Hızla dışarı çıkıp aşağıya indim. Resepsiyonun oradaki koltuklara oturup ağlamaya başladım. 5-10 dakika sonra yanıma biri oturdu ve bana sarıldı. Gözlerimi kapatan saçlarımı çekip kafamı kaldırdım. Emir'di.

"Senin ne işin var burada ?" Yüzümü avuçlarının içine alıp akan tüm makyajımı sildi.

"Aynı uçaktaydık fakat sen fark etme diye başka bir bölümde seyahet ettim. Hosteslerle, bu zor oldu."

"Ne yani, bu durumdan haberin var mıydı ?" Üzgünce bana baktı. Neden bunu tek ben bilmiyordum.

"Haberim vardı fakat sana söylemek istemedim, üzüleceğini biliyordum." Lanet olası bir kardeşimin olması hayatımı ne b*ka çevirdi böyle ?

"Yukarı çıkalım." O çocuğu asla sevmeyecektim, asla bir teyze gibi davranmayacaktım. Ondan nefret ediyorum. Sırf benim yüzümden sevdiğim adamdan hamile kalan biriyle kardeş olmam, saçma.

Yukarı çıkınca yerde yığılmış annemi gördüm. Bağıra çağıra ağlıyordu. Hızla yanına ilerleyip ona sarıldım.

"Ablan, öldü." Nasıl yani, ailemize biri katıldı fakat biri öldü mü ? Hızla bebeğin kaldığı odaya girdim. Cengizhan ablama sarılmış ağlıyordu. Hızla ayağa kalkıp bebeğe baktı. Ona yiğenim demek bile istemiyordum.

"Hepsi onun suçu, o lanet olası bebeğin suçu." Eğer Cengizhan'da giderse bebek bana kalacaktı. Hayır, ona asla ben bakmayacaktım.

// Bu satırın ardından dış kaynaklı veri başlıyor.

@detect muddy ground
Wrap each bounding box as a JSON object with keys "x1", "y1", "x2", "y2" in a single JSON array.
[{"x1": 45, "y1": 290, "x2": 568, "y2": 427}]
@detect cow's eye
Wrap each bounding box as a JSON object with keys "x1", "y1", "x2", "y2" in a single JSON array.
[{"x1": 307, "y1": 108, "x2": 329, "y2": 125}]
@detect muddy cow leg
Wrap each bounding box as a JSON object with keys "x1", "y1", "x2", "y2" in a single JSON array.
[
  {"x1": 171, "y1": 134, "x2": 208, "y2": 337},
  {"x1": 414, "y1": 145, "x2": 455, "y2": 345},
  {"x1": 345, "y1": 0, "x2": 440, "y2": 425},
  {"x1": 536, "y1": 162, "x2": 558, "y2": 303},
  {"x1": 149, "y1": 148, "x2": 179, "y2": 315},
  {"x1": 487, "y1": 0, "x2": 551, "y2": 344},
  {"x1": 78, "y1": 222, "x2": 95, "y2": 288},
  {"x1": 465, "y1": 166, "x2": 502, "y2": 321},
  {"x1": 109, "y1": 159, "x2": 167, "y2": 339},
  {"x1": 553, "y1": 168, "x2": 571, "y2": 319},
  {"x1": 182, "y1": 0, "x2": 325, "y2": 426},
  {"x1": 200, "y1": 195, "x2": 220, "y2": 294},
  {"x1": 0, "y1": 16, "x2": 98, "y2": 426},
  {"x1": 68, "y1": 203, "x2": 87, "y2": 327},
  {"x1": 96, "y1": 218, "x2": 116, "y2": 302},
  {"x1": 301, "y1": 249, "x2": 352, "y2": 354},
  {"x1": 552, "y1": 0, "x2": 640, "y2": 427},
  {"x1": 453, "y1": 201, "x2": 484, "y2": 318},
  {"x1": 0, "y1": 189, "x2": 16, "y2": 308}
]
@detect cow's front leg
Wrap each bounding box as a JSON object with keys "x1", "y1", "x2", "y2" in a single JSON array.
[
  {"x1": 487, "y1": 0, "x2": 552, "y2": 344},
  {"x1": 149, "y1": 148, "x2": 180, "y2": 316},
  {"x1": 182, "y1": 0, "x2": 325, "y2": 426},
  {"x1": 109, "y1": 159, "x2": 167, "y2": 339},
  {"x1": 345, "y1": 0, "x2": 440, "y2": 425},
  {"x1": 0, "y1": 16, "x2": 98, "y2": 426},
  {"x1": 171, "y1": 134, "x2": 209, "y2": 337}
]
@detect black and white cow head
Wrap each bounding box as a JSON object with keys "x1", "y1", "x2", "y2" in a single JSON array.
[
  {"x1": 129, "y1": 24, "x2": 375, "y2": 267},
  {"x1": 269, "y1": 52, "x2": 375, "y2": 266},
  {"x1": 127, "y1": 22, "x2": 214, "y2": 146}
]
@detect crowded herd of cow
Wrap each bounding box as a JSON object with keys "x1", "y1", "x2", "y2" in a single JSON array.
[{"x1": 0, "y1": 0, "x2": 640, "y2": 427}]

"Sakin ol Cengizhan." Ağlamak içimden gelmiyordu. Belkide ağlamalıydım. Hayır! Ağladığım kişiye değmezdi gözyaşlarım. Dışarı üzgünce çıkınca Emir'i gördüm. Annemi kucağına almış bir koltuğa yatırdı.

"Melisa, annenle ilgilen." Koca hastanede annemle ilgilenecek çok sayıda insan vardı. Belki de gitmeliydim. Keşke hiç geri dönmeseydim, keşke hiç gelmeseydim buraya.

Arabama atlayıp eve geçtim. Duvarlar üzerime doğru geliyordu ve daralmıştım. Kendimi yatağa atıp uzun süre düşündüm. Nasıl böyle bir şey olmuştu ? Bebeği doğurup ölmüştü, belki de bu Tanrının cezasıydı. Artık onsuz bir hayata başlamalıyım. Ya bebeği ? Hayır, ona ben bakmayacaktım. Peki ya Cengizhan giderse ? Gitmez, gitmemeli.

-----

Sabah kalktığımda Emir'in göğsünde buldum kendimi. Bana sarılmış uyuyordu. Kollarından ayrılıp gerildim. Üzerimdeki kıyafetler değişmişti. Ne zaman uyumuştum ki ben ?

Aşağıya inip mutfağa geçtim. Açtım ve yemek yapmaları lazımdı.

"Halime Teyze, bana kahvaltı hazırlar mısın ?"

"Ah şimdi ablan olsaydı, keşke ona da kahvaltı hazırlasaydım. Girti gül gibi kız." En nefret ettiğim şey, biriyle karşılaştırılmaktır. Ve bu olay bizim ailede gereğinden fazla yapılır.